Adjusting the Zero Point Energy

Actually, the student is ignoring the finer details of why there's a non-zero energy in the first place.

If you apply the uncertainty principle for a particle in its ground state, say at the origin and with zero average momentum, it must be the case that

$\Delta x \Delta p \geq \frac{\hbar}{2}$ . Since the average x and p are zero, we have $\Delta x ^2 = <x^2>$ and $\Delta p^2 = <p^2>$ . Thus, the uncertainty principle implies that the first two terms of the Hamiltonian cannot be made simultaneously zero.

Thus, the kinetic and elastic terms are inversely proportional to each other.

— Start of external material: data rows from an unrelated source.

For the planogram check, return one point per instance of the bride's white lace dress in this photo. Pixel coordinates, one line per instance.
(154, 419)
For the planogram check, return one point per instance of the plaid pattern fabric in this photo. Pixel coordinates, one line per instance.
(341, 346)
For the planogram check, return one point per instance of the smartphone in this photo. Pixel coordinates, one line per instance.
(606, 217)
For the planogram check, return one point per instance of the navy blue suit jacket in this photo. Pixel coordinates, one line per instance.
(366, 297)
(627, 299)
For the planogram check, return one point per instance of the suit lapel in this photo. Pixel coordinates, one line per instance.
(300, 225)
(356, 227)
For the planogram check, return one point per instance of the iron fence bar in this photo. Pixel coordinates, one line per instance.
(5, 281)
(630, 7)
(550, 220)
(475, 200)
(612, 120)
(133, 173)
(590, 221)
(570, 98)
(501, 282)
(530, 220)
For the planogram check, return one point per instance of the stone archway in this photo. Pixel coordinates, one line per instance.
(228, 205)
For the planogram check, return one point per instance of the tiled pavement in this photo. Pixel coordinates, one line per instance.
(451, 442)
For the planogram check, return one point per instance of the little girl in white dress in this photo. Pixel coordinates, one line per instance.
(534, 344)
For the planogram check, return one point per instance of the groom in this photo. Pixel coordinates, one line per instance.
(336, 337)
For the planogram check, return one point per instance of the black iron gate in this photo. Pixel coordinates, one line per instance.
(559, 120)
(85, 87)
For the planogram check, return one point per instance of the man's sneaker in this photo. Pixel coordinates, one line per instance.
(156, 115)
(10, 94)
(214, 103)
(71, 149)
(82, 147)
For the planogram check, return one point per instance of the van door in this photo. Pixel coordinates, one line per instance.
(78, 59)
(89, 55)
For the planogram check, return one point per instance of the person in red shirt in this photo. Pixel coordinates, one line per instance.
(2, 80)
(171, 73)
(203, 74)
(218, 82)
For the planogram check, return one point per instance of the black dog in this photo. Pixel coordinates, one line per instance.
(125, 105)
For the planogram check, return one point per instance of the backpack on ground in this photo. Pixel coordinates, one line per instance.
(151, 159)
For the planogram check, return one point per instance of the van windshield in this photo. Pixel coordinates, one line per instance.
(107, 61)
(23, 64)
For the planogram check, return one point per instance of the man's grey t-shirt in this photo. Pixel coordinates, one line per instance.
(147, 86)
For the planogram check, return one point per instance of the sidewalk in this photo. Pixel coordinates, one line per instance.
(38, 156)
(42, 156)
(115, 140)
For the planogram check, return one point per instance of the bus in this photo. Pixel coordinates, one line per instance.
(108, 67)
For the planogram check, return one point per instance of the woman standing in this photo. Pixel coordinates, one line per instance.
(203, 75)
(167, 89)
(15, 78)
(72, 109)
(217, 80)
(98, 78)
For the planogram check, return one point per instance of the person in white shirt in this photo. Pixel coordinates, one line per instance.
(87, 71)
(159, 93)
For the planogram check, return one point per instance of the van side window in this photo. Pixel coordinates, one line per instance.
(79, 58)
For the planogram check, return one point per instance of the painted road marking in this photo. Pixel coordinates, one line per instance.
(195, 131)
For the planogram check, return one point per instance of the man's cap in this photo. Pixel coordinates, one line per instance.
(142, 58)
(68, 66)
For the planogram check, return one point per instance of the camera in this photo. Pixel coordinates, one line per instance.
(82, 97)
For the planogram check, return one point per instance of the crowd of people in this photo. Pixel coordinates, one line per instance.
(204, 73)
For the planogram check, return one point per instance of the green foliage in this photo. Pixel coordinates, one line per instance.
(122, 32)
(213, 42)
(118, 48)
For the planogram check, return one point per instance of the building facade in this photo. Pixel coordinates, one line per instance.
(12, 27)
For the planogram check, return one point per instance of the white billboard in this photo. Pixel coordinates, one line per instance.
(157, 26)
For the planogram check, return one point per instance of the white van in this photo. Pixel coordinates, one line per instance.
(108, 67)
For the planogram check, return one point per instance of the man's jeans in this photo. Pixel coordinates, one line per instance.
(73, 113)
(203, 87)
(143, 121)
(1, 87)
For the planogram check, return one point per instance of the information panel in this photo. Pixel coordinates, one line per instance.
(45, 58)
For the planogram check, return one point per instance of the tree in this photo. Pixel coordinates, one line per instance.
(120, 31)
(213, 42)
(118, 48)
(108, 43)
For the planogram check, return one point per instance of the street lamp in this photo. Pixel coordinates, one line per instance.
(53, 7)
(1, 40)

We all know how to minimize this type of function, and it's to make the terms equal to each other.

$\displaystyle \left<\frac{p^2}{2m}\right> = \left<\frac{m\omega^2}{2}x^2\right> = A \rightarrow \left<\frac{p^2}{2m}\right>\left<\frac{m\omega^2}{2}x^2\right>=\frac{1}{4}\omega^2\Delta x^2\Delta p^2\geq\frac{\hbar^2\omega^2}{16}$

Thus, $A = \frac{\hbar}{4}$ so the Hamiltonian is ALWAYS $\frac{\hbar}{2}$ higher than any classical energy level added to the Hamiltonian.

Another problem is as the system becomes large and classical, there is no mechanism for justifying the proposed offset, and we're stuck with the same problem were started with and the classical oscillator will have an offset with quantum parameters: $\hbar$ .

Accept the ZPE and realize that it's a natural consequence of the Heisenberg Uncertainty Principle.